The Cloud Native Monitoring Conundrum
When the underlying infrastructure is no longer the province of operations teams, visibility becomes an issue. Previously, data about applications was easy to access at the infrastructure layer, particularly in the underlying OS and network. Multiple tools exist to gather and analyze data from the underlying infrastructure that will build a view of what happens much further up the stack inside an application. In a cloud-native applications however, these legacy tools and their lack of relevance leave operations teams blind.
It is with this problem in mind that Loris Degioanni, co-author of the massively popular WireShark, founded Sysdig. Loris sought to address the lack of monitoring, troubleshooting, and security tools for cloud-native applications and he chose to start with containers in particular. Despite Loris’ love of network packets, the ability to tap into applications at such a base level is just not possible in cloud infrastructure and a new solution was needed. After all, there is no span port in the cloud.
The Sysdig Way
Loris decided a new approach was need to provide the kind of visibility needed for cloud-native applications. Before deciding on any specific technology or architecture however, Loris believed that the solution must adhere to what he calls the Sysdig way. As Loris puts it, the Sysdig was has four guiding principals:
- Easiest Instrumentation
- No state-changing components
- No blind spot
- High granularity
Loris goes into more detail on the Sysdig way and how it guides their architecture during his presentation at Cloud Field Day 5.

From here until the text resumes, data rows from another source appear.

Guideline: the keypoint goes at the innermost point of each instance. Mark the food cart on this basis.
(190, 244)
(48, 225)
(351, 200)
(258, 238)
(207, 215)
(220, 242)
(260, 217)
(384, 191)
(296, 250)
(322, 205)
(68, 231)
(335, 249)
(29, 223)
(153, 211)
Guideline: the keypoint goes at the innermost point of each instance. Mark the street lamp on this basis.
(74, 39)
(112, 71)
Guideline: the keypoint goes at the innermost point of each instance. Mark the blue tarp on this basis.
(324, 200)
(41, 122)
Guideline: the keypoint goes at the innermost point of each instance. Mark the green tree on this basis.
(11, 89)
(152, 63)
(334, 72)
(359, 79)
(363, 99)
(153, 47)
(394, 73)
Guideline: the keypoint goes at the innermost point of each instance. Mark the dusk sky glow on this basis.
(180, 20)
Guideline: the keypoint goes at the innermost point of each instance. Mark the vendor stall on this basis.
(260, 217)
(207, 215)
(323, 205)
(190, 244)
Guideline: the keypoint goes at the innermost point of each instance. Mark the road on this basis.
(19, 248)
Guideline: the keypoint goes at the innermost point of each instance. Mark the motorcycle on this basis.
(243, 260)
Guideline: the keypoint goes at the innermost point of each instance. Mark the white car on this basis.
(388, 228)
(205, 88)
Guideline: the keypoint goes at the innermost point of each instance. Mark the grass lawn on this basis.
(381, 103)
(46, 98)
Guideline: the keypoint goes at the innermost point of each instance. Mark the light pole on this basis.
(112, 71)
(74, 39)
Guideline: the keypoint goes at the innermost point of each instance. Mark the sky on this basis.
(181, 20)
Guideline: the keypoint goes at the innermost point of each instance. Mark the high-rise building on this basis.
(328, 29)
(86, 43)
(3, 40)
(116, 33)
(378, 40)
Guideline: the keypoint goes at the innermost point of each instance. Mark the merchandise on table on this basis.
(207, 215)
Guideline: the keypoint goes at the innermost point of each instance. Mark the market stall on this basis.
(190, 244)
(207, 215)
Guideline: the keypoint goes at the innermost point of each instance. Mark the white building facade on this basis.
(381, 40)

With these principals in mind, Loris and Sysdig started the journey toward cloud-native visibility with containers. Using the extended Berkeley Packet Filter (eBPF), Sysdig is providing a view into traffic of containers running on a host when traditional network monitoring is not available. This is accomplished by running a lightweight Sysdig container on each host in your container infrastructure that is able to collect and analyze data produced by eBPF.
In his technical deep dive, Loris provides great detail about the architecture and technology behind Sysdig’s use of eBPF. The current architecture as well as the future of Sysdig are covered as well. Sysdig is off to a solid start with Linux container monitoring and have Windows containers as well as monitoring of serverless application monitoring on their roadmap.
Some of the delegates present during the presentation also wrote some insightful articles which can be found on the Tech Field Day website. Other video’s from Sysdig’s appearance are available as well and worth a watch. Sysdig CEO Suresh Vasudevan does a great job of introducing Sysdig as a company and the problems they are helping solve in the cloud-native application space and Payal Chakravarty, VP of product development guides us through a demo of the product.
Overall, Sysdig did a great job at their first Field Day event. The introduction of the company to the Field Day community as well as the problem they are addressing resonated with the folks in attendance in the wider audience in general. Seeing the technology and architecture was cool, but the guiding principals of the “Sysdig way” give the impression that the company is on the path to a successful future as they continue to develop product features. As Enterprise IT adapts to the world of cloud, having a partner like Sysdig to help you navigate the new operational challenges is invaluable.